Chapter 1: Problem 21

An insect is able to cling to the side of a car's tire when the car is going \(5 \mathrm{mph}\). How much harder is it for the insect to hold on when the speed is \(10 \mathrm{mph}\) ?

Short Answer

Expert verified

Answer: The insect has to hold on about 4 times harder when the car is going at 10 mph compared to when the car is going at 5 mph.

Step by step solution

Calculate the linear velocity at both speeds

Let's first convert the speeds from mph to m/s: 1 mph = 0.44704 m/s (get rid of miles and hour) At 5 mph: \(5\,\text{mph} \times 0.44704\,(\dfrac{meter}{1\,second}) = 2.2352\,\dfrac{meter}{1\,second}\) At 10 mph: \(10\,\text{mph} \times 0.44704\,(\dfrac{meter}{1\,second}) = 4.4704\,\dfrac{meter}{1\,second}\)
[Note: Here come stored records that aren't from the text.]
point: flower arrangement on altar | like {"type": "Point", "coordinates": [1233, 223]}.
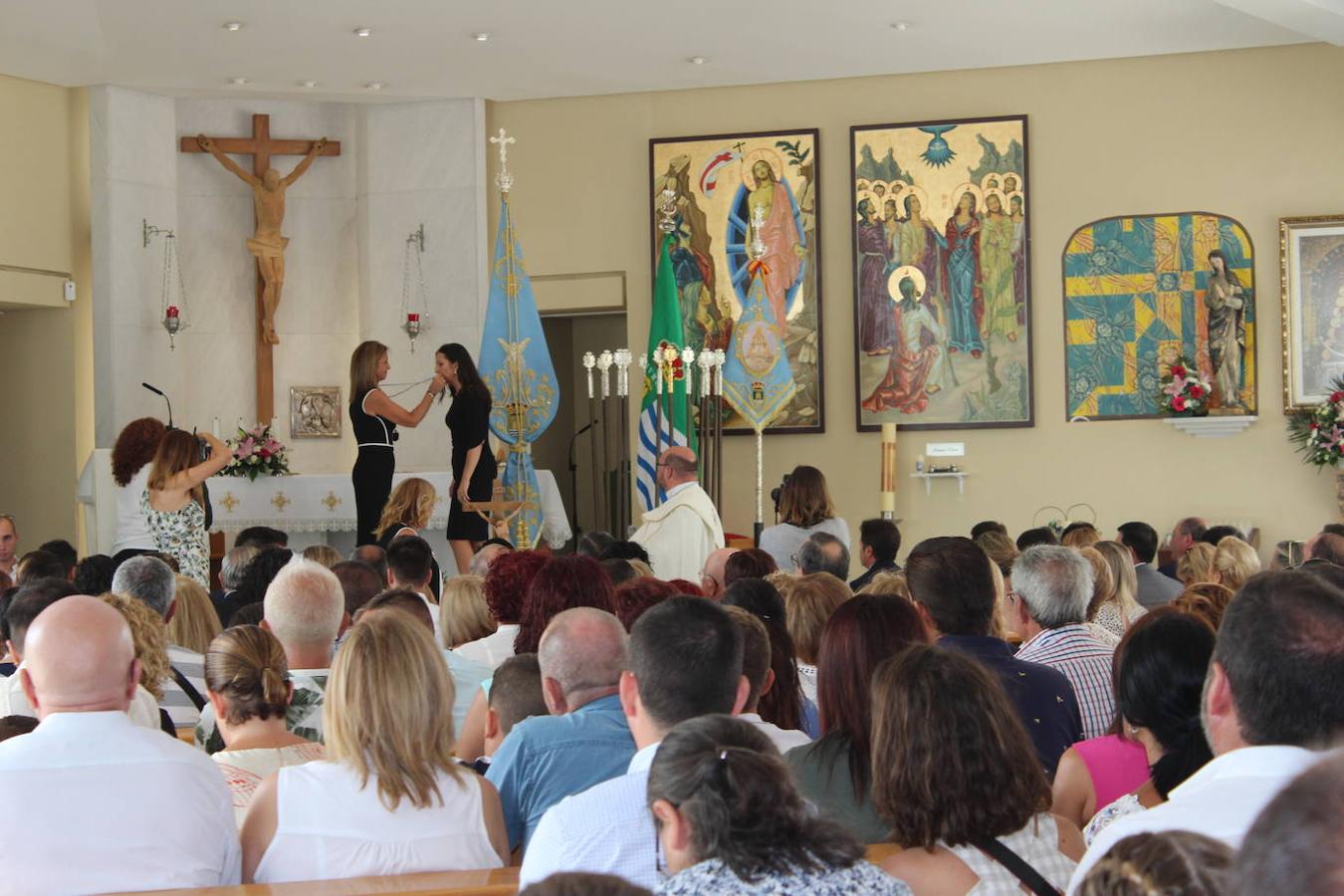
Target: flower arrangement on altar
{"type": "Point", "coordinates": [257, 453]}
{"type": "Point", "coordinates": [1320, 431]}
{"type": "Point", "coordinates": [1183, 391]}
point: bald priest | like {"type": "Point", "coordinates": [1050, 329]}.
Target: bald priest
{"type": "Point", "coordinates": [680, 533]}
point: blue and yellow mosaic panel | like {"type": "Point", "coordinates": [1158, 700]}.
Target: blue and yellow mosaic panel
{"type": "Point", "coordinates": [1135, 300]}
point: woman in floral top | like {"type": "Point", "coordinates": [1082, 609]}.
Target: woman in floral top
{"type": "Point", "coordinates": [173, 503]}
{"type": "Point", "coordinates": [730, 821]}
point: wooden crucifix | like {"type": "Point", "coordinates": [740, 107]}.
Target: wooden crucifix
{"type": "Point", "coordinates": [266, 245]}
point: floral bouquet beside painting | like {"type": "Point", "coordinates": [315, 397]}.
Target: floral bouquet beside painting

Calculate the ratio of the centrifugal forces at both speeds

Now, let's find the ratio of the forces at both speeds using the centrifugal force formula: Force at 5 mph: \(F_{5} = m(\dfrac{2.2352}{s})^2 / r\) Force at 10 mph: \(F_{10} = m(\dfrac{4.4704}{s})^2 / r\) To find the ratio, divide the force at 10 mph by the force at 5 mph: \(\dfrac{F_{10}}{F_{5}} = \dfrac{m(\dfrac{4.4704}{s})^2 / r}{m(\dfrac{2.2352}{s})^2 / r}\) As the mass (m) and the radius (r) are constant for both cases, they can be canceled out: \(\dfrac{F_{10}}{F_{5}} = \dfrac{(\dfrac{4.4704}{s})^2}{(\dfrac{2.2352}{s})^2}\) Now, square both linear velocities: \(\dfrac{F_{10}}{F_{5}} = \dfrac{(4.4704)^2}{(2.2352)^2}\)

Calculate the ratio

Now, let's calculate the ratio: \(\dfrac{F_{10}}{F_{5}} = \dfrac{(4.4704)^2}{(2.2352)^2} \approx 4\)

Conclusion

The insect has to hold on about 4 times harder when the car is going at 10 mph compared to when the car is going at 5 mph.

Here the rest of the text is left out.